Similar Mahapanchayats will be held in the Haryana towns of Kurukshetra and Sonipat on Friday and Sunday, respectively, to pile pressure on the government to arrest Singh, leaders who attended the meeting said.
“The Modi government is defending the accused (Singh). The Mahapanchayat was called today to discuss how to get justice for our wrestlers,” Bharatiya Kisan Union (BKU) president Naresh Tikait, who had called the meeting, told The Telegraph over the phone.
“Our representatives will soon meet the President and the government. More decisions will be taken and a resolution passed at Kurukshetra on Friday after taking into account the views of all the khap leaders from several states,” Tikait, who had on Tuesday set the Centre a five-day deadline to arrest Singh, added.
Over 5,000 leaders and members of 30 khaps from Punjab, Haryana, Rajasthan and Uttar Pradesh attended Thursday’s Mahapanchayat.
Sarv Khap (an umbrella body of khaps) secretary Subhash Balyan said: “There are around 365 khaps in the country and we are in touch with all of them. All khaps have announced their solidarity with the protesting wrestlers.”
The Mahapanchayat came on a day farmers — under the banner of the Samyukta Kisan Morcha that spearheaded the successful, yearlong agitation against three farm laws in 2020-21 — held demonstrations across Punjab and Haryana seeking Singh’s arrest. The Morcha had announced nationwide protests on June 1 and June 5 on the issue.
Speaking at the Soram Mahapanchayat, Tikait, head of the Balyan khap, assured the government that the protest would be withdrawn if Singh was arrested.
He said he was speaking on behalf of the wrestlers, who were too shocked to attend public meetings or speak to the media.
Sources said the wrestlers were staying at Tikait’s home in Muzaffarnagar. They added that Tikait, who had dissuaded the wrestlers from throwing their medals into the Ganga in Haridwar on Tuesday evening, had brought them to his) home with the promise that the powerful khaps would take up their cause.

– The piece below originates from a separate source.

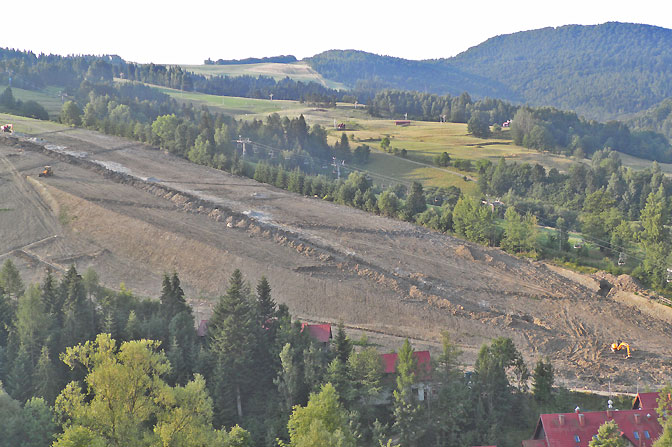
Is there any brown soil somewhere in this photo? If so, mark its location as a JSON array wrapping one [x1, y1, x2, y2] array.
[[0, 130, 672, 391]]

Tikait claimed at Soram that the panchayat members had recently held meetings with Sanjeev Balyan, Union minister of state for animal husbandry, dairying and fisheries, and Satya Pal Singh, Union minister of state for human resources.

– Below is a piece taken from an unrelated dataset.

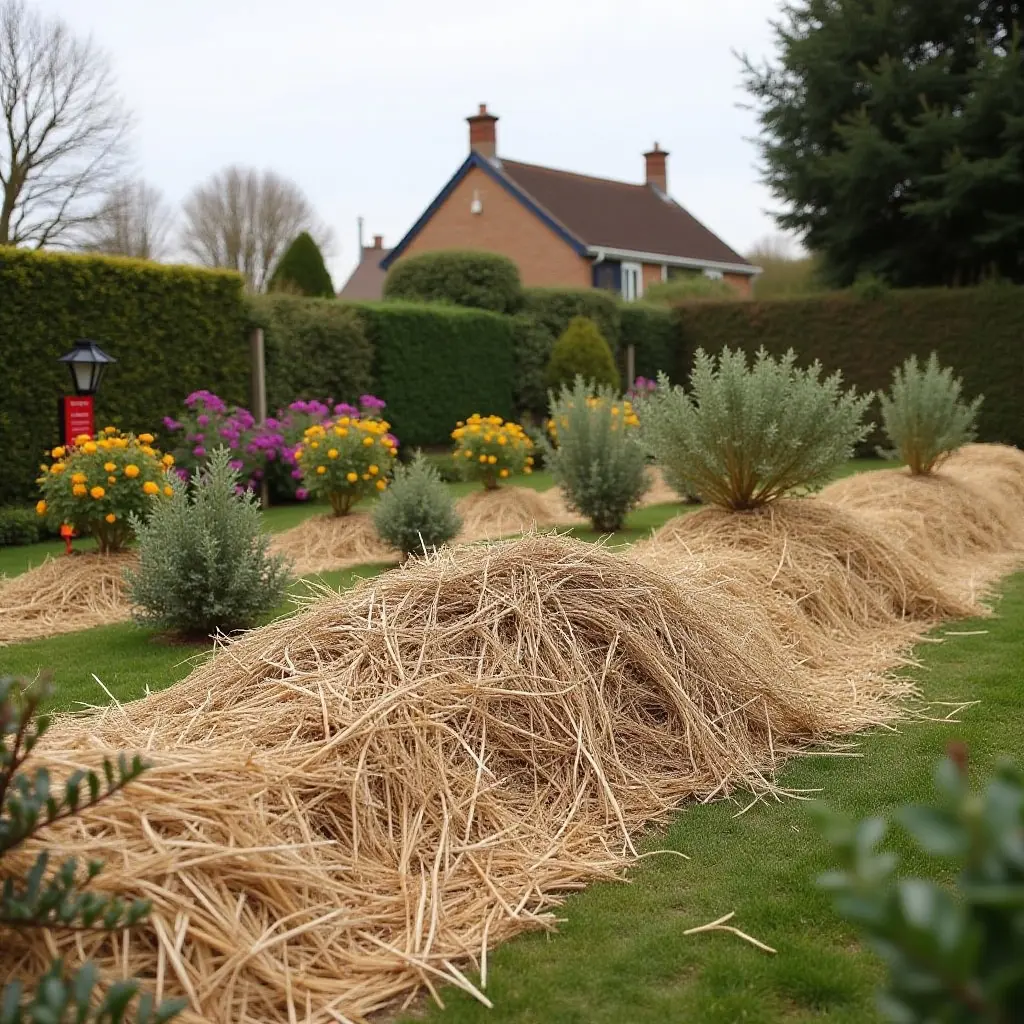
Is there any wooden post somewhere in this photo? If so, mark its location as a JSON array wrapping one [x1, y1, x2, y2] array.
[[249, 327, 270, 508]]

“They all support the wrestlers’ demand. We know the Delhi police are not doing their job because the Centre is supporting the tormentor of our wrestler daughters,” Tikait told the Mahapanchayat.
Neither Balyan nor Satya Pal had denied or confirmed Tikait’s claim till Thursday evening.

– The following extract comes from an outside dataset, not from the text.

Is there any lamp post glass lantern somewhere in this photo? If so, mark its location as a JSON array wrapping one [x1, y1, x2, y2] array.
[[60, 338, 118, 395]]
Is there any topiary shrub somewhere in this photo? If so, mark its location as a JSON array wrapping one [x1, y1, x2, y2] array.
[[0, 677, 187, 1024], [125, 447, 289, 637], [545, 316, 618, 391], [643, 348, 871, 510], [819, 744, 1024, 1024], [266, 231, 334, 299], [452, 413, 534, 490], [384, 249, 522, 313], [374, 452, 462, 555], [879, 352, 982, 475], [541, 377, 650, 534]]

The farmers agitating under the SKM banner submitted memorandums to deputy commissioners and sub-divisional magistrates, demanding Singh’s arrest.
The Morcha said it had also submitted a memorandum to President Droupadi Murmu’s office, urging her to direct the Centre to allow the wrestlers to resume their sit-in at Jantar Mantar from where Delhi police had dragged them away on Sunday. The police have since banned assemblies at the site.
The memorandum made two other demands: action against the police officers “who treated the women wrestlers so brutally” and Singh’s arrest.
Over 30 farmer bodies, including the BKU (Lakhowal), BKU (Ekta Ugrahan), All India Kisan Sabha (Punjab), Krantikari Kisan Union, Kirti Kisan Union, Jamhuri Kisan Sabha and Punjab Kisan Union participated in the protests.
Demonstrations were held at 16 places in Punjab and Haryana, including Sangrur, Patiala, Mansa, Barnala, Moga, Fazilka, Ferozepur, Ludhiana and Tarn Taran.
Surendra Solanki, a Jat leader who proposed Friday’s Kurukshetra Mahapanchayat, said: “The panchayats in support of the wrestlers will continue till they grow into a national movement.”
Rakesh Tikait, BKU spokesperson, said the khaps were ready for a long battle and referred to how the farmers had agitated for over a year to force the Centre to scrap three farm laws.
Feru Singh, 75, a member of the Balyan khap, reminded reporters of the many successful agitations that the late BKU founder, Mahendra Singh Tikait, had launched from Soram, his ancestral village. Naresh and Rakesh are Mahendra’s sons.